The goal of this course is to teach you how to write a clear, well-argued, and interesting analytical paper. We will spend most of our class time actively engaged in a variety of techniques to improve your critical reasoning and analytical skills, both written and oral. Though the skills you learn will be applicable to other disciplines, and a central purpose of the course is to improve all aspects of your writing, this is a literature class, designed partly to prepare you for upper level courses in the English Department, so we will, therefore, spend equal time on the interpretation of literature, in this case, contemporary American fiction, examining the very, very recent (last thirty years) developments in American fiction.
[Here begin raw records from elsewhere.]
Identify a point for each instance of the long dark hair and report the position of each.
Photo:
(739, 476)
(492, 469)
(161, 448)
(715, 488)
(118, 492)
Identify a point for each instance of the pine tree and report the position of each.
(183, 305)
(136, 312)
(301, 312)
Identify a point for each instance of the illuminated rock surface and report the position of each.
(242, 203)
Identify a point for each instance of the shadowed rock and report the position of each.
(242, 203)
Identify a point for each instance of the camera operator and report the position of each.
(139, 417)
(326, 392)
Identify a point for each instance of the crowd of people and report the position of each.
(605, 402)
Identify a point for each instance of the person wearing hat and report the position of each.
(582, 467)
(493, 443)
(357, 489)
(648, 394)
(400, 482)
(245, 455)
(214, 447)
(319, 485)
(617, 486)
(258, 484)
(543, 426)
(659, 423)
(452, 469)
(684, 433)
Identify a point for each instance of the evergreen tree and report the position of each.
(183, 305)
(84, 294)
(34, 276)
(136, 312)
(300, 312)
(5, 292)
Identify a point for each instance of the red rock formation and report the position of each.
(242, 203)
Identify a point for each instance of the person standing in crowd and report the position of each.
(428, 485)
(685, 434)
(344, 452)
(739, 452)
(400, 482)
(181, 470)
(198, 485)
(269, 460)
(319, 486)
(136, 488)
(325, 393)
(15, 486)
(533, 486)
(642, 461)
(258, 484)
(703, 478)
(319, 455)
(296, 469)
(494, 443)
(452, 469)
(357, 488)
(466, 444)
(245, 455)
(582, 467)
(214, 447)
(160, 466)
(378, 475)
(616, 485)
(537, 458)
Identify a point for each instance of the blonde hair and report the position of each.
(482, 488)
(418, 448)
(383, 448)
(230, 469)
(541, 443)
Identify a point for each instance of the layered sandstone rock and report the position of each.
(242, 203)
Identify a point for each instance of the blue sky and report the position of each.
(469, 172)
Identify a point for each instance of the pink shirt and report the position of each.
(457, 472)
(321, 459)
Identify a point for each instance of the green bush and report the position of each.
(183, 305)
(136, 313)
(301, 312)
We will read short stories and novels by writers such as Danielle Evans, George Saunders, Kali Fajardo-Anstine, Mary Robison, Karen Russell, ZZ Packer, among others.
The Class: Format: seminar; This course will be fully remote and structured as a seminar/tutorial hybrid. We'll mix whole-group meetings with small group sessions of 4 students.
Limit: 12
Expected: 12
Class#: 5185
Grading: no pass/fail option, no fifth course option
Requirements/Evaluation: Active participation, written and verbal comments on published and peer work, five essays (2-5 pages each, most in multiple drafts, including a final radical revision of an essay of the student's choice).
Prerequisites: None
Enrollment Preferences: First-Year students
Distributions: Division I Writing Skills
WS Notes: Five essays ranging from 2-5 pages each, most in multiple drafts. Students will receive extensive written comments on their writing skills, with suggestions for improvement, and may choose to meet with the professor individually outside of class as often as they'd like. Students will also comment (verbal and written) on published work and their peers' drafts, operating under the assumption that becoming a better writer involves becoming a better reader.